I watched Touching the Void last night. Wow!
First of as a film it was gripping. The true story is about 2 climbers who get into trouble on a mountain in Peru. It is made with actors who re- enact the action and then uses the real protagonists in interview to tell the story. Filmed on location this is one of the most exciting and moving films that I have ever seen. There are moments that are all but unbearable to watch. Not only the brilliant visuals but the eyes and the emotions of the men who relive this before you in interview.
The crisis comes when one of the climbers breaks his leg. They are 20,000 feet up. There is no back up. His friend lowers him down by rope until, at night in a storm, Joe goes over an overhang. His friend Simon cannot hold him and has to cut the rope to save his own life.
The film is about choices. The power of the film extends way beyond mountain climbing and is a powerful set of metaphors for life. Sometimes a friend is in such trouble that they will take you down too. Do you cut the rope? How do you live with this? What do others think of you?
Joe lands on a ledge in a deep crevasse. He cannot climb back up. His choice to accept death on the ledge or to lower himself down into the abyss in the chance that he might find a way out in the depths. It is hard to tell you how gripping this moment is as the real Joe looks at you on camera and you see in his eyes his recall of this choice. Joe lowers himself into the depths without a know at the end of the rope. He felt that if he ran out of rope, dying by falling would be the best way to go!
He finds bottom and then sees a light. He crawls to it and into the day. He is still thousands of feet up, miles away from camp. To get there he will have to drag himself with a shattered leg miles over a glacier and then over a rock fall. The distance and the scale of the task is overwhelming. So he limits his targets to say 30 feet. I will make that 30 feet in 10 minutes. This is how he, with no food and no water, travels for 4 days. All the time he can hear water running under him inside the glacier.
6 days after being cut free, he finds himself delirious in shit. he has dragged himself into the camp latrine. Would Simon have stayed? All hope gone, blinded in a storm he cries out Simon's name.
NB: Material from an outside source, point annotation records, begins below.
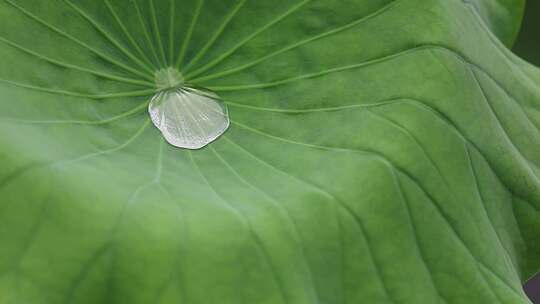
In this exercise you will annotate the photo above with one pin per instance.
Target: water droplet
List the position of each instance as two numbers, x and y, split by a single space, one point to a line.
189 118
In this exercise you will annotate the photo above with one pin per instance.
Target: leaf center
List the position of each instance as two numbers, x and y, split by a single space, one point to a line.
168 78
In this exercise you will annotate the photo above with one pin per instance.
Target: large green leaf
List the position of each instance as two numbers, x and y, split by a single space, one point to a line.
380 152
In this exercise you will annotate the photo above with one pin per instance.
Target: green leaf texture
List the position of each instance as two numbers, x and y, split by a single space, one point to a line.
380 151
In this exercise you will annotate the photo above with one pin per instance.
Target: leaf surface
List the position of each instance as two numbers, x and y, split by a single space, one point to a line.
379 152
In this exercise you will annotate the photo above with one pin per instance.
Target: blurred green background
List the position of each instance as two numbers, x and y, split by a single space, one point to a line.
528 44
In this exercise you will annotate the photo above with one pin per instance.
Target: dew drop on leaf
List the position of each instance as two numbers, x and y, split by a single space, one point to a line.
187 117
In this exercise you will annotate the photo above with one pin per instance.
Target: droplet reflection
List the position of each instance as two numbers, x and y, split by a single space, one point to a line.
189 118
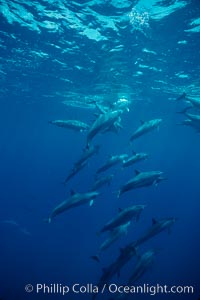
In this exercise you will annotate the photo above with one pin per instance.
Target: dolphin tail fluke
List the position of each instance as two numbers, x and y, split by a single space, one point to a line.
184 111
96 257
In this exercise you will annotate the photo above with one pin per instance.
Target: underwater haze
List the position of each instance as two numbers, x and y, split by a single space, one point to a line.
78 81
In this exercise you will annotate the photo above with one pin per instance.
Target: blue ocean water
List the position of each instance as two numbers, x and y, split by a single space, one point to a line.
57 59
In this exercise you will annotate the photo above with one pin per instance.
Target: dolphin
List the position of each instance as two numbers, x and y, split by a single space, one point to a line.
141 179
194 102
157 227
74 200
114 235
193 122
136 157
124 257
144 263
103 123
71 124
145 127
112 161
124 216
102 181
130 250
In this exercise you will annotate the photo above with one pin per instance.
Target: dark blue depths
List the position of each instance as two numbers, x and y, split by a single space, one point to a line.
36 158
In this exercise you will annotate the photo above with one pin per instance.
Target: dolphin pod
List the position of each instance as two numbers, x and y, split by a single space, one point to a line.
141 179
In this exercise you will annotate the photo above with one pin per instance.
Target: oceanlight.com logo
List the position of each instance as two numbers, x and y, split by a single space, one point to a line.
89 288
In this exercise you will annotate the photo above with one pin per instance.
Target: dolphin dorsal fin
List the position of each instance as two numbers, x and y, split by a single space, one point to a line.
137 172
121 250
72 192
154 221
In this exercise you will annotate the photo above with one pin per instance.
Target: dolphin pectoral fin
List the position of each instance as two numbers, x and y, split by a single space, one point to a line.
48 220
169 230
155 183
154 221
137 172
95 257
91 202
72 192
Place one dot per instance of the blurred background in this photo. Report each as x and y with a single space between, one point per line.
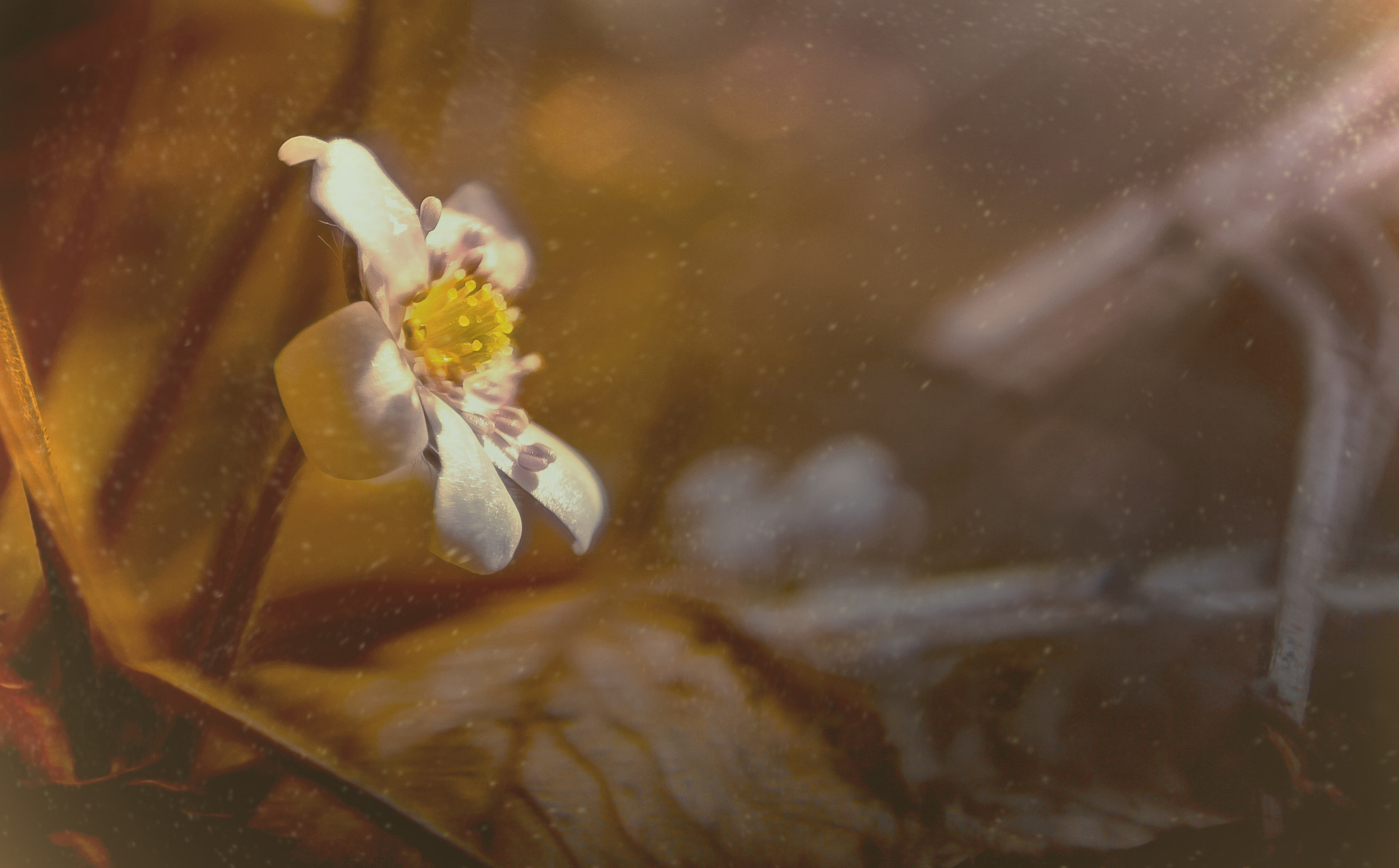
942 361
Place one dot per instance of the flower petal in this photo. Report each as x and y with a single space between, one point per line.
475 224
568 487
477 523
350 186
352 400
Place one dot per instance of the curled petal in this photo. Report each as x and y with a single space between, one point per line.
352 400
350 186
475 225
477 523
567 487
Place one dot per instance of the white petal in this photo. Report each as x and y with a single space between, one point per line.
352 400
350 186
475 224
568 487
477 523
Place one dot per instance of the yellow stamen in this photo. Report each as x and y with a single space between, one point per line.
454 331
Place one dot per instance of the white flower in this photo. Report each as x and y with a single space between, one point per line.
423 380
Simon wracked by guilt, knowing his friend to be dead, thinks at first that it is a ghost.
Joe wrote the book after his friend Simon was attacked by the climbing community. Joe never had to forgive Simon. He knew that Simon had had no choice. He also thanked Simon for working so hard and for so long to save him by single handedly trying to rope him down the mountain
As I watched the film, I thought of Beowulf. Our friends can help us and without them, we cannot get through most of the problems that life can through at us. But paradoxically, we find our greatest test alone and in the darkest places. The way out is to go deeper into the dark. We have to break the immensity of the challenge into bits that we can manage to succeed in. Hope is the great driver.
Here is one of the many rave reviews of the book: Amazon UK
Reviewer: (charmsearle@hotmail.com) from Australia
Touching the Void is a truly rare piece of work. Its power lies in the fact that it forces one to reflect on the potential of the human spirit when the will to survive is virtually our only resource.
With precision, grace and humility, Simpson's narrative soars to explore the heights of Suila Grande with Simon Yates. When disaster strikes on the descent Simpson takes us on his distressingly painful and terrifying ordeal down the tortuous slopes of the mountain, deep into the icy jaws of a crevasse and ultimately towards obliteration in his physical and psycholgical encounters with the 'abyss'.
If you have ever wondered what it is like to truly look into the 'void'- to pit your seemingly insignificant will to survive against an indifferent universe in a particularly hostile environment then this book is (hopefully!)about as close as you'll ever get.
Make no mistake, Into the Void is a tale of courage, tenacity, and endurance but it is also so much more. For me it is a wise, humble, compassionate and deeply respectful meditation of mountains and (in this case) men, as well as an inspiring cathartic experience which serves to remind us that as humans, some of our darkest hours give rise to some of our noblest qualities.